Christopher Wlezien, a political scientist at the University of Texas at Austin who studies how economic conditions influence presidential elections, told me that on average, elections tend to be “roughly half economics and half other stuff,” but that may not be the case for Trump. “Given where his approval ratings are, where his poll performance is and where the economy has been, a lot of what’s going on here is non-economic,” Wlezien said, adding that strong partisanship is undoubtedly part of it. “The stronger [people] identify with parties, the less things like economic factors matter,” Wlezien said.
That said, Trump has generally scored better on the economy than on other issues during his time in office, but similar to Obama, he hasn’t really enjoyed a boost in his approval ratings despite overseeing — until very recently — the longest period of economic expansion in U.S. history.
But even though views of the economy are filtered through partisan views, we have recently seen that they aren’t completely immune to bad news. The latest poll from The Economist/YouGov found that the share of Republicans who felt the economy was getting better had fallen 32 points, from 70 percent in early March to 38 percent. Only 7 percent of Democrats said it was getting better. That was in line with previous polls, but the drop in Republican expectations of the economy could be a bad omen for Trump. If Republicans’ economic expectations sour enough, some of them might disapprove of Trump despite partisan attachments to him.
Yet it might not be as bad as it might seem for Trump, as it’s possible that perceptions about the prospects for recovery will be more important than the current downturn. The media tends to focus more on the economy’s future anyway and less on current economic conditions.

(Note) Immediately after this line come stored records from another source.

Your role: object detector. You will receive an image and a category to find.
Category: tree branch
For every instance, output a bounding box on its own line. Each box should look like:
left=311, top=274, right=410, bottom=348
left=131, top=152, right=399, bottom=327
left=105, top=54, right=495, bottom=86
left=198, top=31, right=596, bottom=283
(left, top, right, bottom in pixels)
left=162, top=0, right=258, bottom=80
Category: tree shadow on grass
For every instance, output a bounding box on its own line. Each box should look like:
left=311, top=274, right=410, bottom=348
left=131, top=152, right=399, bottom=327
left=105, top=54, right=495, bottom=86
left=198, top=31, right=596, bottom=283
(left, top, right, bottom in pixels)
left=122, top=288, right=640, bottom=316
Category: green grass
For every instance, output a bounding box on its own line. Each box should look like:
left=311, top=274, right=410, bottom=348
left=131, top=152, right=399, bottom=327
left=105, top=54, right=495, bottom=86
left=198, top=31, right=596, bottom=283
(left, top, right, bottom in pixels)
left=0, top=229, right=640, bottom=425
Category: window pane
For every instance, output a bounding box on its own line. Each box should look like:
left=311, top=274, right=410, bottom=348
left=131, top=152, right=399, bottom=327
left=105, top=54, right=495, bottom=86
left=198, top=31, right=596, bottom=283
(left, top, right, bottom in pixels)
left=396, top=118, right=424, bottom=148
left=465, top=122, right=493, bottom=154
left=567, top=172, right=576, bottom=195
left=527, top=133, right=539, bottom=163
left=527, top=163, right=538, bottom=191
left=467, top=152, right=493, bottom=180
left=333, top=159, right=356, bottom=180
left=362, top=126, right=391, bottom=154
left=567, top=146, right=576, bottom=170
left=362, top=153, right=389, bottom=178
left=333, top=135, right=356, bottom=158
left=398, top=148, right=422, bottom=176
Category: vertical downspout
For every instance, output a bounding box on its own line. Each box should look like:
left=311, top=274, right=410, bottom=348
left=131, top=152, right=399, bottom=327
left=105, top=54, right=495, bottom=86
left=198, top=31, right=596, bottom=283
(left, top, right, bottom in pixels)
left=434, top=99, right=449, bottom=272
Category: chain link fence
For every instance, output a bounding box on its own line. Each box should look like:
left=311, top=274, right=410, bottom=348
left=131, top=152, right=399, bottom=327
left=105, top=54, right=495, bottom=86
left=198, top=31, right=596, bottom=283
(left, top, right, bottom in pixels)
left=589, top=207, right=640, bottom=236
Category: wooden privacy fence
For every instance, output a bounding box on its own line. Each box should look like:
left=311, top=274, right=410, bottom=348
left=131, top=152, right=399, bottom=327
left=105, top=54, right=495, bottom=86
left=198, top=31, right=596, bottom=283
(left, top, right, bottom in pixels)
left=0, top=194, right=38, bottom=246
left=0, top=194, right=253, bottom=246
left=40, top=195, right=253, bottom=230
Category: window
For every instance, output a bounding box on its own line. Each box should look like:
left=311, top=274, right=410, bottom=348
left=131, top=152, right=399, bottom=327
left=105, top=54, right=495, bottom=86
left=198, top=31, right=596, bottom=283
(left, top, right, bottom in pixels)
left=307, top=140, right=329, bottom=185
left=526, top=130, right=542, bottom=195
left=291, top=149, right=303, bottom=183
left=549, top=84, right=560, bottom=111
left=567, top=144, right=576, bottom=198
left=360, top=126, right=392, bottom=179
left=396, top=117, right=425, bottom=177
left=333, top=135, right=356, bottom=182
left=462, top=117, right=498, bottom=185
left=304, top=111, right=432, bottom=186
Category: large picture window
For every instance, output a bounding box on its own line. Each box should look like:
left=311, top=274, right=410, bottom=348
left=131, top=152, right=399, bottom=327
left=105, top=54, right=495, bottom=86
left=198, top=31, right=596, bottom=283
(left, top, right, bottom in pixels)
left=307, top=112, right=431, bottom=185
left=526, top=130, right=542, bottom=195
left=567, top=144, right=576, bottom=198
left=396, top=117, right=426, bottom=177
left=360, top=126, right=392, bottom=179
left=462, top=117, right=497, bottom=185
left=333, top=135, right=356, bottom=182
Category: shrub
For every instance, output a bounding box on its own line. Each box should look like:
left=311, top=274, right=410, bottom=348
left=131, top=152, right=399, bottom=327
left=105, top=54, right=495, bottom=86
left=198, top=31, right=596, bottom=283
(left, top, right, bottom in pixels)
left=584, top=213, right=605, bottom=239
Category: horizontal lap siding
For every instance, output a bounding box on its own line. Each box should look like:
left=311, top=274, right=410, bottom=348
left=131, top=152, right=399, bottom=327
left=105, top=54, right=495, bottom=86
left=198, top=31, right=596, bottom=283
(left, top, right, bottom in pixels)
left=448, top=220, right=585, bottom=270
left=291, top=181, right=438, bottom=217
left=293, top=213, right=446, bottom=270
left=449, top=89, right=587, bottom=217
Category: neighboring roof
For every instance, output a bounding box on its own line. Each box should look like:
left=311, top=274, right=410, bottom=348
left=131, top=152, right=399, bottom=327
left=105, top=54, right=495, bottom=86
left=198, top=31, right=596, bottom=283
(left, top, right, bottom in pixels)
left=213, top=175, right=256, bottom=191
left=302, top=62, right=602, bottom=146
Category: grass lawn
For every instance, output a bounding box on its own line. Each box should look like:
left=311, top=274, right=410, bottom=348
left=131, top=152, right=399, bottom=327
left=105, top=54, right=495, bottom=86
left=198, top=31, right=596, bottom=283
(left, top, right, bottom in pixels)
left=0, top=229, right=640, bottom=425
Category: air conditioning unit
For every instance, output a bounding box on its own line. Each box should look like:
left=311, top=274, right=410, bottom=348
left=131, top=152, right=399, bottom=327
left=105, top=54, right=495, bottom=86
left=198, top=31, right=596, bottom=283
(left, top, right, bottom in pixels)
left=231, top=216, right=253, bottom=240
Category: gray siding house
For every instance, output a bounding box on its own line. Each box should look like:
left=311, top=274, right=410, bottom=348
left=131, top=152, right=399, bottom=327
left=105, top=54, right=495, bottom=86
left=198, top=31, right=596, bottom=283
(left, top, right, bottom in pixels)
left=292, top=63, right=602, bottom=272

So if the economy seems headed toward recovery after the worst of the crisis, that might play favorably in the court of public opinion. Not to mention, voters tend to take a more holistic view of the economy, accounting for as much as two years of past economic performance when voting in presidential contests — which could be good for Trump, as the economy had been pretty good for most of his time in office.
Nonetheless, the economy still might not be the most important factor in the November election: It could be primarily about Trump himself. “All the evidence seems to point to referendum judgments mattering a lot more when there’s an incumbent than when there’s not,” Wlezien said. In fact, there is evidence that vote choice is unaffected by economic attitudes if an incumbent president is running. According to political science research, voter assessments of the economy are too closely linked to perceptions of the president and don’t make that much of a difference, which, again, brings us back to partisanship and Trump’s steady approval rating.
If there is evidence of economic recovery by the fall, the huge partisan gap in attitudes toward the economy may return to pre-crisis levels. And with that, the election might look much like it did only a few weeks ago: Democrats overwhelmingly supporting the Democratic nominee and Republicans overwhelmingly supporting Trump, with the economy not mattering much at all.